The Christian life is one marked, above all, by suffering. Unfortunately, as far as my eternal rewards are concerned, have I any, it is only when I begin to enjoy a happy respite from suffering (suffering that is – thank God – only of the internal, mental, and emotional type, for I do not think that I could endure an actual thorn in my bodily flesh) that I can bring myself to praise God for mercy and His great care and support of me. That I do not praise Him in midst of the battle and do, instead, curse Him is a shame and dishonor to my place and standing as one redeemed of God.

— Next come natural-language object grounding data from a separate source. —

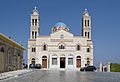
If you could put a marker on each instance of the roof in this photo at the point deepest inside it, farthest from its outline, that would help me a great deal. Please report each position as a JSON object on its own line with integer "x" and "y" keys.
{"x": 10, "y": 41}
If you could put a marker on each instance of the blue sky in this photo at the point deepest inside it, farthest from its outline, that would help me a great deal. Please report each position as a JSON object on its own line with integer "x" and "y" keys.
{"x": 15, "y": 22}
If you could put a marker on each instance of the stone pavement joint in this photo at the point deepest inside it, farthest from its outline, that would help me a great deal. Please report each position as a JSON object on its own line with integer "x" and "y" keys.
{"x": 14, "y": 73}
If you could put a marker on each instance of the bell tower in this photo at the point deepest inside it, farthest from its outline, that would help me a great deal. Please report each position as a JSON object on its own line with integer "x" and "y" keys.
{"x": 86, "y": 25}
{"x": 34, "y": 24}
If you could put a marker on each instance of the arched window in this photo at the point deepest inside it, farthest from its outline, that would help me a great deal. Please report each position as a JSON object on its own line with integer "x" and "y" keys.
{"x": 70, "y": 59}
{"x": 85, "y": 23}
{"x": 78, "y": 47}
{"x": 61, "y": 47}
{"x": 33, "y": 61}
{"x": 85, "y": 33}
{"x": 88, "y": 34}
{"x": 35, "y": 22}
{"x": 2, "y": 50}
{"x": 44, "y": 47}
{"x": 78, "y": 61}
{"x": 88, "y": 49}
{"x": 88, "y": 61}
{"x": 33, "y": 49}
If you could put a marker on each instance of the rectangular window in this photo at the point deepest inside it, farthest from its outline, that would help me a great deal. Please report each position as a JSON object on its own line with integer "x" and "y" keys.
{"x": 70, "y": 61}
{"x": 54, "y": 61}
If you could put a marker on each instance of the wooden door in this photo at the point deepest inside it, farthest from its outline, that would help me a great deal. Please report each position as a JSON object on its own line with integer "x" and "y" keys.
{"x": 44, "y": 63}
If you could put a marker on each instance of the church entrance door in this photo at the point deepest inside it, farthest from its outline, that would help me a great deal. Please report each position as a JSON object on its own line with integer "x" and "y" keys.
{"x": 44, "y": 62}
{"x": 62, "y": 62}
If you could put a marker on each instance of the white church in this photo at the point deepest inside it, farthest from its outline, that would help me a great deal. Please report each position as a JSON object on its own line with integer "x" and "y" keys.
{"x": 60, "y": 49}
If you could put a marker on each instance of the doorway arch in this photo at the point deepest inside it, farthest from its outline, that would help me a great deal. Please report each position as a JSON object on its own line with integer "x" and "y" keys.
{"x": 33, "y": 61}
{"x": 44, "y": 61}
{"x": 78, "y": 61}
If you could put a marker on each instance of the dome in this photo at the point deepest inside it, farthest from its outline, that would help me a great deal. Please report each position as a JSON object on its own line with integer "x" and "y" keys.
{"x": 60, "y": 26}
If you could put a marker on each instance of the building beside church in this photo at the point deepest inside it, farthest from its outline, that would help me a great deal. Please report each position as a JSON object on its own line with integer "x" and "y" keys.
{"x": 11, "y": 54}
{"x": 60, "y": 49}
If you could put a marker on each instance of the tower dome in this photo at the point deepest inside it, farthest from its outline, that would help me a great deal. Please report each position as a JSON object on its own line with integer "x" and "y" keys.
{"x": 60, "y": 26}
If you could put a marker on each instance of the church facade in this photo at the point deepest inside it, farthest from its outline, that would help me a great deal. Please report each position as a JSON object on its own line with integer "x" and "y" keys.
{"x": 60, "y": 49}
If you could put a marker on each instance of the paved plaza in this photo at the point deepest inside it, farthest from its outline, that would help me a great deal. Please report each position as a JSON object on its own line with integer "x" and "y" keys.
{"x": 64, "y": 76}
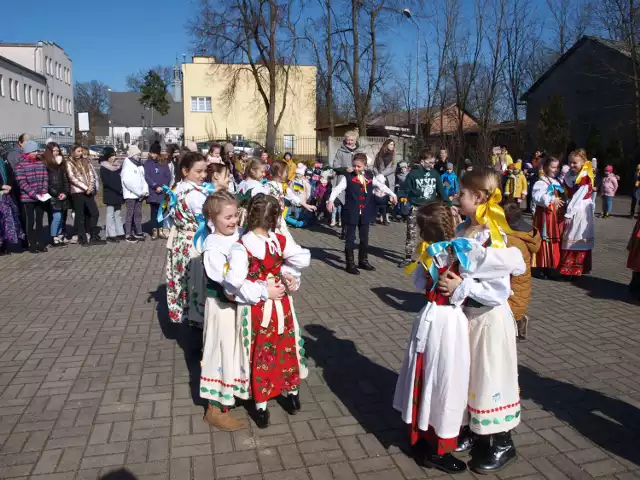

To say that God – as God, which is to say, eternal, universal, omnipotent, omniscient, and omnipresent – is in some small measure not according to His nature also within all things and surrounding all things and sustaining all things is the height of stupidity – and sinful depravity. For God either is, which is to say “all” and as such “all in all”, or He is “not”. {Full stop}

Nihilism, perhaps paradoxically, in the end, shifts a man’s focus away from the incessant, neurotic self-examination – of which the world wrongly assumes is that psychological practice most necessary for a healthy individual – to that which might exist outside of him, to that which might concern life itself and not his lonely, idiosyncratic role therein; this “groping beyond” oneself which surely is the inception of man’s religious expressions by which he cannot endure life without.

One does not overcome nihilism. I suppose nihilism eventually overcomes itself by its own self-negation which, on the face of it, is unavoidable but also ridiculous in that such self-negating nothing must also amount to nothing, or else “something” which is indeed this “nothing” and on and on into infinite regression. Yet, that life continues even though nihilism has infected the minds of the whole of the planet and yet that planet still persists must tell us nihilists “something”, even if that too is not really anything.

No thinker creates “ex nihilo”. Only God creates in such a way. As for a man, he will always be instructed by someone, whether directly or indirectly.

“My” nihilism has no external cause whatsoever which is precisely why it appears so offensive and befuddling to those close to me who, as spectators, are also drawn into its consequences. In truth, my exterior life is plainly blessed and earmarked for the grace and bounty of God. But that I still psychologically struggle and suffer greatly often makes me a walking quandary to those who encounter the hidden recesses of my internal life.

One can judge the superficiality of one’s grief according to the eagerness with which grief-stricken seeks to attribute some external cause as the source of their guilt, with the intent being that their struggles might be made intelligible to the world, not that the grieving will usually be so eager to diminute the perplexing profundity of that which torments them, but so that others might be able to apply this tangible attribution so as to better empathize and by so doing also pity the grieving; pity which always benefits the pitier over the object of pity by granting them moral superiority over the grieving’s situation in the vain, veiled hopes that the pitier might be exempt from such similar sufferings.